[Q4111] – Mr Isgar, Porter Railway Station, c.1864

PRESENCE OF MIND AND ESCAPE FROM IMMINENT DANGER
John Isgar, railway porter and occasional ticket collector at Lewes station, had an almost miraculous escape from death on Tuesday last, under circumstances in which his own admirable presence of mind would not have aided him, had his personal size been but a little larger than it really is.

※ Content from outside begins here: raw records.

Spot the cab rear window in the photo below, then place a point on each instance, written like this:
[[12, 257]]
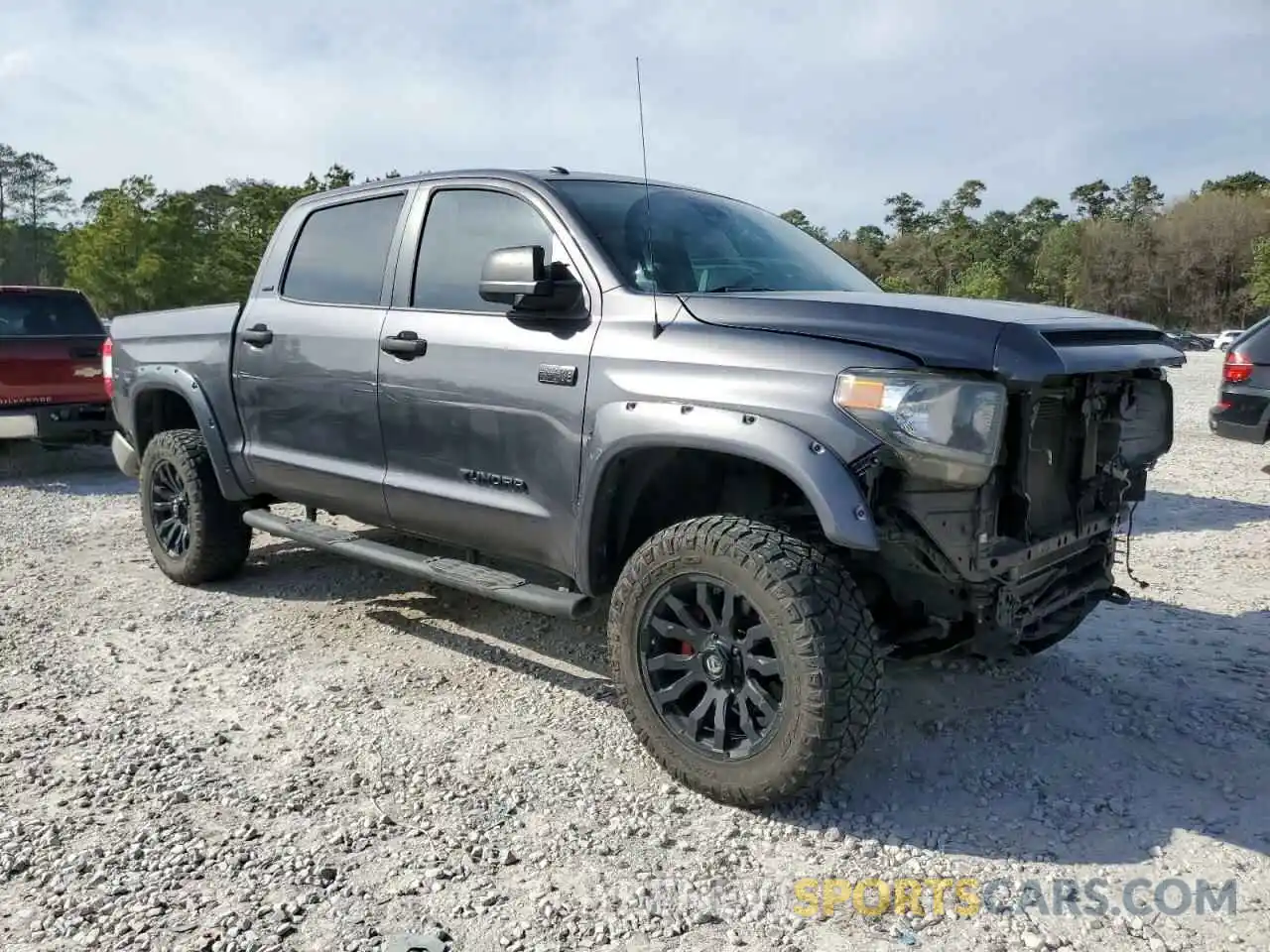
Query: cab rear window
[[44, 313]]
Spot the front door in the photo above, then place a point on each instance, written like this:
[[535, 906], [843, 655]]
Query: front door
[[483, 426], [307, 357]]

It appears that on the day named, the train due at Lewes from Brighton at 2.35pm, arrived in due course, and the passengers alighted. It was then backed from the station platform to the upper platform, in order to get it on the proper rails for proceeding to Hastings. The attendance of some of the company’s servants is, of course, required at the upper platform, and their custom – though a dangerous one – is to ride on the outside of the carriage to it. Isgar, for that purpose, was about taking his position on the long step of one of the carriages, when he accidently slipt down in the direct way of the moving train. Isgar’s first impulse was to call to the driver to stop, but the word had hardly passed his lips, when he felt the inutility of doing so, and with a strong presence of mind and a promptitude more sudden than the danger which threatened him, he threw himself upon the ground beneath the moving carriages, so that the wheels on either side should miss his person. The ash-box of the engine, as is well known, is placed considerably below the floor of the ordinary carriages, and there was scarcely room for it to pass over without crushing the unfortunate man, whose only hope of prolonging his existence hung on so slender a chance.

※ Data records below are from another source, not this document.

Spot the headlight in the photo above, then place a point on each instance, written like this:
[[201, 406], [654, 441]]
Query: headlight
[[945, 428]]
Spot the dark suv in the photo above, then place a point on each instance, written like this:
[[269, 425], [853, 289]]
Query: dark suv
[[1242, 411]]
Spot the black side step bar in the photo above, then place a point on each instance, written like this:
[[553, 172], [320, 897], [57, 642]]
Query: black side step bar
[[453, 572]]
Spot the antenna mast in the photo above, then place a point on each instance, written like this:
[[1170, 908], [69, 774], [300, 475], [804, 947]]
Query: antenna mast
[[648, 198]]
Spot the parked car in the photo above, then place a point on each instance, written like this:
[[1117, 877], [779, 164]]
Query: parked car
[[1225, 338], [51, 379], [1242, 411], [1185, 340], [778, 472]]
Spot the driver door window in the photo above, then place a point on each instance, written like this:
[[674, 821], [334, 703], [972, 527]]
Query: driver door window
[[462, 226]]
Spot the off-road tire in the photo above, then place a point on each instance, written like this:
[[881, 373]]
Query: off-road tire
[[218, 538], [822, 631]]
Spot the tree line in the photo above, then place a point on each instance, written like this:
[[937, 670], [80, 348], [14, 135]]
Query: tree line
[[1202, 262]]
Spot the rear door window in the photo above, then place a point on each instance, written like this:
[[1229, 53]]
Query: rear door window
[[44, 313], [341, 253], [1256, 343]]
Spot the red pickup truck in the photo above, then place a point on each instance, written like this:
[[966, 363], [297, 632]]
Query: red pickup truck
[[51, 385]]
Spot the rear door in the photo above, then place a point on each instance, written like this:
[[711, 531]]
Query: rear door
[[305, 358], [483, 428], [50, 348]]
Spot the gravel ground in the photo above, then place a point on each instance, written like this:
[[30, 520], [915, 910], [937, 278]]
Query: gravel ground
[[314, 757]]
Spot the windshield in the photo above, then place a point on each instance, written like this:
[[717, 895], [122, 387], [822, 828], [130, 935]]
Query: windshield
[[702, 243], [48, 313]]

The feelings of Isgar as he lay there, with the train passing over him, are beyond the powers of description, – the suspense while it lasted must have been agonising beyond conception. The station clerk and other parties who witnessed the occurrence were aghast under the horrifying impression that when the train had passed they should see the body of their coadjutor crushed and disfigured.

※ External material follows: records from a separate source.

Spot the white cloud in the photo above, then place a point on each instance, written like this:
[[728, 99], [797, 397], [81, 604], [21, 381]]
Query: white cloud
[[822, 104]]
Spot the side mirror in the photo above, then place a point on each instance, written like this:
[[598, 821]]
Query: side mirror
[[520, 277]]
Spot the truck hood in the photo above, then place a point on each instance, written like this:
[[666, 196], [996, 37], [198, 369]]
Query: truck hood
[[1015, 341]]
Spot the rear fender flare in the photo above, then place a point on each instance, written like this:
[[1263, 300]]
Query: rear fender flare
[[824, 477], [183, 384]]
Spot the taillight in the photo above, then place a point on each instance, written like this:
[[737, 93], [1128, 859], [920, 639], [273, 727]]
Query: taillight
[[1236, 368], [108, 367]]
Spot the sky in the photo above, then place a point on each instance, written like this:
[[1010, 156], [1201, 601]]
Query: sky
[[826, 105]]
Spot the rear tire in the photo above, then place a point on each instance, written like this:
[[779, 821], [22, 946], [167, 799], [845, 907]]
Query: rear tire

On comes the train – carriage after carriage passes above him – the approach of the dreaded ash-box is marked by the increasing heat – he feels it passing gently over his back – and he is safe. He rises with his jacket singed, and his forehead indented with an impression of the ground on which it had rested, indicating how imminent had been the risk he had run, and how closely he had pressed his body to the earth as the only hope of life.”